For purposes of determining significant features of the given geographic dataset, stationary points have an important role. However, the determination of stationary points without knowledge the analytical description for the given data is not easy. Therefore, it is described a new approach for finding the stationary points for the given dataset which is based on the piecewise RBF interpolation. Further, the experimental results for different geographic datasets are presented with respect to the quality of approximation in terms of error and the compression ratios are discussed.

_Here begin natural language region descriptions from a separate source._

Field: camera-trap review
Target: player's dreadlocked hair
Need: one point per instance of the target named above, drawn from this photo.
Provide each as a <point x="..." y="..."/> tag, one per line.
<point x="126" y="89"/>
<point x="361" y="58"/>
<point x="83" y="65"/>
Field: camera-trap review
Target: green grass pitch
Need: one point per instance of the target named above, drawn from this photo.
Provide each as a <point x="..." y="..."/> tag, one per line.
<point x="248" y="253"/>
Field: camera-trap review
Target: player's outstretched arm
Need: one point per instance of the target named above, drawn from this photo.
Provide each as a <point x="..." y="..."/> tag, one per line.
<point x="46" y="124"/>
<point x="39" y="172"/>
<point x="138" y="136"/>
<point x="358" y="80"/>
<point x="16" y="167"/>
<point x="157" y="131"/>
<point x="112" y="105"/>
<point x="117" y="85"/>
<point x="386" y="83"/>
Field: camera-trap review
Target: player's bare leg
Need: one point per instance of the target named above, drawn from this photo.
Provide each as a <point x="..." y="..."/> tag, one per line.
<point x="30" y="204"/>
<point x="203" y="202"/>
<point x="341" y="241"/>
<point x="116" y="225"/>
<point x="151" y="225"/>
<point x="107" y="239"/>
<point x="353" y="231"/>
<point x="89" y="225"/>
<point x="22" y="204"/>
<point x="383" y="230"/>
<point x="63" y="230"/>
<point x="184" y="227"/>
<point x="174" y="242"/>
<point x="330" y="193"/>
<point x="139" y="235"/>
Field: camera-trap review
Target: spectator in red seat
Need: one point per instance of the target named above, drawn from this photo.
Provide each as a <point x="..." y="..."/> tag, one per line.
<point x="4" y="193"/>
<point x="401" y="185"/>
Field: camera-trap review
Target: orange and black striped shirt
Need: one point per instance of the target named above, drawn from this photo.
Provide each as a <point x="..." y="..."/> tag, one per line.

Abstract2: Vector Field RBF Approximation: Multilevel & Critical Points Reduction

Vector field simplification aims to reduce the complexity of the flow by removing features according to their relevance and importance. Our goal is to preserve only the important critical points in the vector field and thus simplify the vector field for the visualization purposes. We use Radial Basis Functions (RBF) approximation with Lagrange multipliers for vector field approximation.

Next we propose a new approach for the multi-level radial basis function (RBF) approximation of vector fields. The vector field is approximated in several levels of details, where each additional level of details adds flow patterns at smaller and smaller spatial scales.  It provides the user with a mechanism to visualize a vector field without excessive cluttering while maintaining the global structure of the flow. The proposed approach uses RBF approximation with variable shape parameters and a Gaussian low-pass filter to filter data in order to suppress flow patterns at small spatial scales.

A significant contribution of the proposed method is an analytical form of the vector field which can be used in further processing of the vector field.